I should have mention "lipless" cranks. They move/vibrate from water resistant against a flat surface on the top/head front end. You can yo yo jig them vertically like a blade bait but most don't have enough weight to stay down vertically or to drop quick enough for good control as a blade bait does. That's why the guy developed an add on weight.


----------



## Scum_Frog (Apr 3, 2009)

Isnt it like using chubby darters or something along those lines? Ive tried a lot of different lures for walleye on erie through the ice and I haven't had much success at all with those style of lures...most of my success came on lures where the minnows would hang horizontal not vertical...believe it gives a more life like appeal.


----------



## c. j. stone (Sep 24, 2006)

Maybe you wouldn't need to hang minnows(maybe a big shiner head on the forward treble?) on a crank with the potential action/sounds these things can produce? Weight to keep them vertical under the hole is the biggest "issue" I can see with the tremendous underwater currents sometimes found on Erie. Plus, Erie walleye put most of their fat/weight on by eating Shad!(ask any wildlife official if in doubt)! These lures look very much like shad to me.


----------



## Lundy (Apr 5, 2004)

I have caught some fish on lipless rattling crankbaits through the ice.

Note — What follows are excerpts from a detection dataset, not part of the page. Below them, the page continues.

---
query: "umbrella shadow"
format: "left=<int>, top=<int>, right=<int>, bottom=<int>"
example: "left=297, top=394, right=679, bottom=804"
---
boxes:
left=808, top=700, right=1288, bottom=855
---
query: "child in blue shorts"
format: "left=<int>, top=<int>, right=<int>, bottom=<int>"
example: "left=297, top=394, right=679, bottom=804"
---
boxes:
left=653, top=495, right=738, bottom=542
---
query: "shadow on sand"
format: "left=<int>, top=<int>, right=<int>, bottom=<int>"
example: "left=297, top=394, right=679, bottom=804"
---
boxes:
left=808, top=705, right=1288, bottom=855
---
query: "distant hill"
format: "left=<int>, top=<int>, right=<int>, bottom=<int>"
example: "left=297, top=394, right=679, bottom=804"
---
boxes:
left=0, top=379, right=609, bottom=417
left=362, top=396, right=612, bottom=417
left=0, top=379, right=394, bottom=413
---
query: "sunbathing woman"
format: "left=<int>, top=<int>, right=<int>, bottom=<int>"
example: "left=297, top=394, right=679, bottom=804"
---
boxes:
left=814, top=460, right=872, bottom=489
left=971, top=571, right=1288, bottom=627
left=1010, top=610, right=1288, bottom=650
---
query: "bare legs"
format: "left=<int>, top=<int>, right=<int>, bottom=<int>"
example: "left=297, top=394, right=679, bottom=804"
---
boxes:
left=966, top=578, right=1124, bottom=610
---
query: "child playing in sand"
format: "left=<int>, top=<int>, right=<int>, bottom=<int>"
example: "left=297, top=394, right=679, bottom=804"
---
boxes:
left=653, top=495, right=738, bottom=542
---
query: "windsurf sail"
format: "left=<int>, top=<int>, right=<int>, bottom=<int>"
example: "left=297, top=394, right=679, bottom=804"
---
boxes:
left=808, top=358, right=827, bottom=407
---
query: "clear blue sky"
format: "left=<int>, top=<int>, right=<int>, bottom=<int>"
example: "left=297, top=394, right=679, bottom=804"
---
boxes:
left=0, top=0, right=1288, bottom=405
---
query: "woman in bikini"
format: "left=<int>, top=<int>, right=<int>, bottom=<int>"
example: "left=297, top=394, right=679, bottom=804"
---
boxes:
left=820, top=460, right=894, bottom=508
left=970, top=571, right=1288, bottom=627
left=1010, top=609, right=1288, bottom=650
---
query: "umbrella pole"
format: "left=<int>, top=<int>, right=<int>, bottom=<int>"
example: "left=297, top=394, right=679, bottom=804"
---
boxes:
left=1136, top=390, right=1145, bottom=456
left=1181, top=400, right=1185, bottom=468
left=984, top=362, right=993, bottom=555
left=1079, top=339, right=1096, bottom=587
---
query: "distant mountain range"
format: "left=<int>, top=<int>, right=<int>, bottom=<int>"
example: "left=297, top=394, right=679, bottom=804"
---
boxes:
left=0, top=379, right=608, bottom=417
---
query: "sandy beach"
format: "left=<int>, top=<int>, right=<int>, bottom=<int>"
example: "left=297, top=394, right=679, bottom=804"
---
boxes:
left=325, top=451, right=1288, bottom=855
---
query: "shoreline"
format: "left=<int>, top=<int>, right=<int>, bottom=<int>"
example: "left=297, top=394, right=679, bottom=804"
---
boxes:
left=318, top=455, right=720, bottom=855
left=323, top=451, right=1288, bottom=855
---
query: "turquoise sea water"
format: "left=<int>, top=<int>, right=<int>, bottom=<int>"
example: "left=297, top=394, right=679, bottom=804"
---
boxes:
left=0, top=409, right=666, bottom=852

I also used them with success at Presque Isle to "call" fish to my location and then catch them, panfish and perch, on the jigging spoon with dropper presentation on the other rod. I watched this occur on my camera in the ultra clear waters there. One area with weed growth 18" off of the bottom you would see no fish and then start jigging the rattling bait and see fish raise up out of the weeds to take a look, it was fun to watch.


----------



## HappySnag (Dec 20, 2007)

god video,lindy darter


----------



## yonderfishin (Apr 9, 2006)

Not necessarily a crankbait but Ive been wondering about those "flying lures" they used to sell on tv. Put a glass worm rattle in there somewhere and all that swimming action along with the rattle would be interesting to try.


----------



## Ruminator (Apr 6, 2004)

yonderfishin, you may have something with that idea.


----------



## joewallguy (Jan 18, 2008)

ive used um. inFisherman has been pimping them for years. clackin rap. feel and fish great I thought. just never caught a dang walleye on one, tried a few time. stick to what works I say. rappy, pimple, cleo,,,,,,,thank you


----------



## bassmastermjb (Apr 8, 2004)

I had customers that beat the crap out of the walleye on Erie last year jigging Rattle Traps and Clackin' Raps.................Mark


----------